The service was due to start at 10:00am, but having been advised to show up on “Salone time” we rolled up 45 minutes late (it isn’t uncommon for meetings to start one and a half hours late). Imagine our surprise to find the service well underway. Fortunately though, we hadn’t missed the main acts. In addition to the choir from the host church (a fairly low, Wesleyan, congregation), there was a visiting choir from the East End of Freetown. Each sung a medley of hymns. The first was slow and ponderous and wouldn’t have been out of place in an English church, the second was full of gusto, with finger clicking, swaying and “hallelujahs”.

This set the scene for the lesson from guest preacher; Reverend Pratt. Appropriately enough for a celebration of the choir, he took as his theme the power of music to inspire and educate. Having commended the hymns he launched into a diatribe against the Salone chart; songs about loose women, lovers, and liars. With each song or artist he name-checked there was an increasing roar of recognition from the congregation (especially our friends from the East End). Scowling and warming to his message, the pastor roared at the congregation; “Dis na sexual biznes, dis na wickedness!”

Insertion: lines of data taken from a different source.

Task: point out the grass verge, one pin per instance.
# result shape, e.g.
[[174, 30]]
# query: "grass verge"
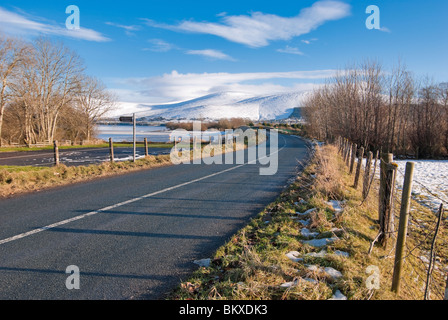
[[270, 259]]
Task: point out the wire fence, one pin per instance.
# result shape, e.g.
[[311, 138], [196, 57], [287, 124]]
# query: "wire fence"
[[425, 260]]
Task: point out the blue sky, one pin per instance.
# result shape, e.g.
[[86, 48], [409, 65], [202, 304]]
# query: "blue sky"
[[161, 50]]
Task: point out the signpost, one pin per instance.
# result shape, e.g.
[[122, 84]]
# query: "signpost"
[[132, 120]]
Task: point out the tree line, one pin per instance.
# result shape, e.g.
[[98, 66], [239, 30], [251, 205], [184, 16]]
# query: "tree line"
[[391, 110], [45, 94]]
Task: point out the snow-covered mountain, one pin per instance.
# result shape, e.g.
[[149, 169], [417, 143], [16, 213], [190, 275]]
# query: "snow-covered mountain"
[[223, 105]]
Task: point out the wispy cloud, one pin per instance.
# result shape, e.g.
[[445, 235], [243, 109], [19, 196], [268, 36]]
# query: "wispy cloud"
[[21, 24], [159, 45], [128, 29], [259, 29], [176, 86], [211, 53], [291, 50]]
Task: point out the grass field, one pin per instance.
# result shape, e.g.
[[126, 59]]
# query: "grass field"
[[275, 256]]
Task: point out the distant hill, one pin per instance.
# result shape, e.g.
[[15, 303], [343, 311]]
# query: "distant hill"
[[224, 105]]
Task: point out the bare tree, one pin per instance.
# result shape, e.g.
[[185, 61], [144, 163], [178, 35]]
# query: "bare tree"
[[93, 101]]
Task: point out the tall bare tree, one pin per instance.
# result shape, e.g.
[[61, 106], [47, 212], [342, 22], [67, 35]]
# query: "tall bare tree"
[[93, 101], [12, 55]]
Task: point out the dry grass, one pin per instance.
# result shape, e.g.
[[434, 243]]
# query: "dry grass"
[[18, 180], [253, 263]]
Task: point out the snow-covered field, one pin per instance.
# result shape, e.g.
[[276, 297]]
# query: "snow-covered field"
[[221, 105], [430, 184]]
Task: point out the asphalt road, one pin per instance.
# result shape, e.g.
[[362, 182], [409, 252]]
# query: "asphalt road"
[[73, 157], [133, 236]]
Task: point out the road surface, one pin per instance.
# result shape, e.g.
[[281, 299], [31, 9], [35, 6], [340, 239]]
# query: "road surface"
[[73, 157], [133, 236]]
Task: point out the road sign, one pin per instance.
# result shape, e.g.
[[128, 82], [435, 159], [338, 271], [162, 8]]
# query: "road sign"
[[127, 119]]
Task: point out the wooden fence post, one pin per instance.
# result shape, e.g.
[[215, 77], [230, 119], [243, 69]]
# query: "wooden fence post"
[[386, 226], [403, 225], [349, 150], [146, 148], [366, 183], [352, 161], [56, 153], [358, 167], [432, 257], [385, 159], [446, 287], [111, 150]]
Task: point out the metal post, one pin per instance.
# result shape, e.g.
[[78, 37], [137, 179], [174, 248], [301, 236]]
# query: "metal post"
[[111, 150], [56, 153], [135, 136], [146, 148]]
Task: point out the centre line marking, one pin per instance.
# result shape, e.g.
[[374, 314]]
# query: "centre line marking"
[[57, 224]]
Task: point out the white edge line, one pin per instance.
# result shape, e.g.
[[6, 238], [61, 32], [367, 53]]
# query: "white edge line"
[[57, 224]]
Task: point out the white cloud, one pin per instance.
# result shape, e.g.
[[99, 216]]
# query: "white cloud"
[[129, 30], [291, 50], [180, 87], [17, 24], [210, 53], [159, 45], [259, 29]]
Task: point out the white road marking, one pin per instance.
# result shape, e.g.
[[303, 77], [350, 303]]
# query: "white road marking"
[[57, 224]]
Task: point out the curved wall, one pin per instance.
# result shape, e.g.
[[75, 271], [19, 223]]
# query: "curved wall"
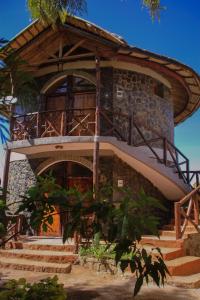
[[138, 94]]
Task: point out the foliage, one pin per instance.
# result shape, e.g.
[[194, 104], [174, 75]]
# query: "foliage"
[[154, 7], [46, 289], [100, 252], [15, 83], [3, 218], [119, 226], [55, 10]]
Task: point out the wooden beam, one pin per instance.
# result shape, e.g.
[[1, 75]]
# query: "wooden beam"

Alongside the predictably conservative injunction was an uplifting message. People should be happy being who they are. “If you’re fat, you’re fat, if you’re thin, you’re thin. Don’t try to be like anyone else.” And gesturing towards us: “let the white people be white, you are black, and should be proud of it. Just imagine it; we are now preaching the gospel to them!” He certainly put us in our place.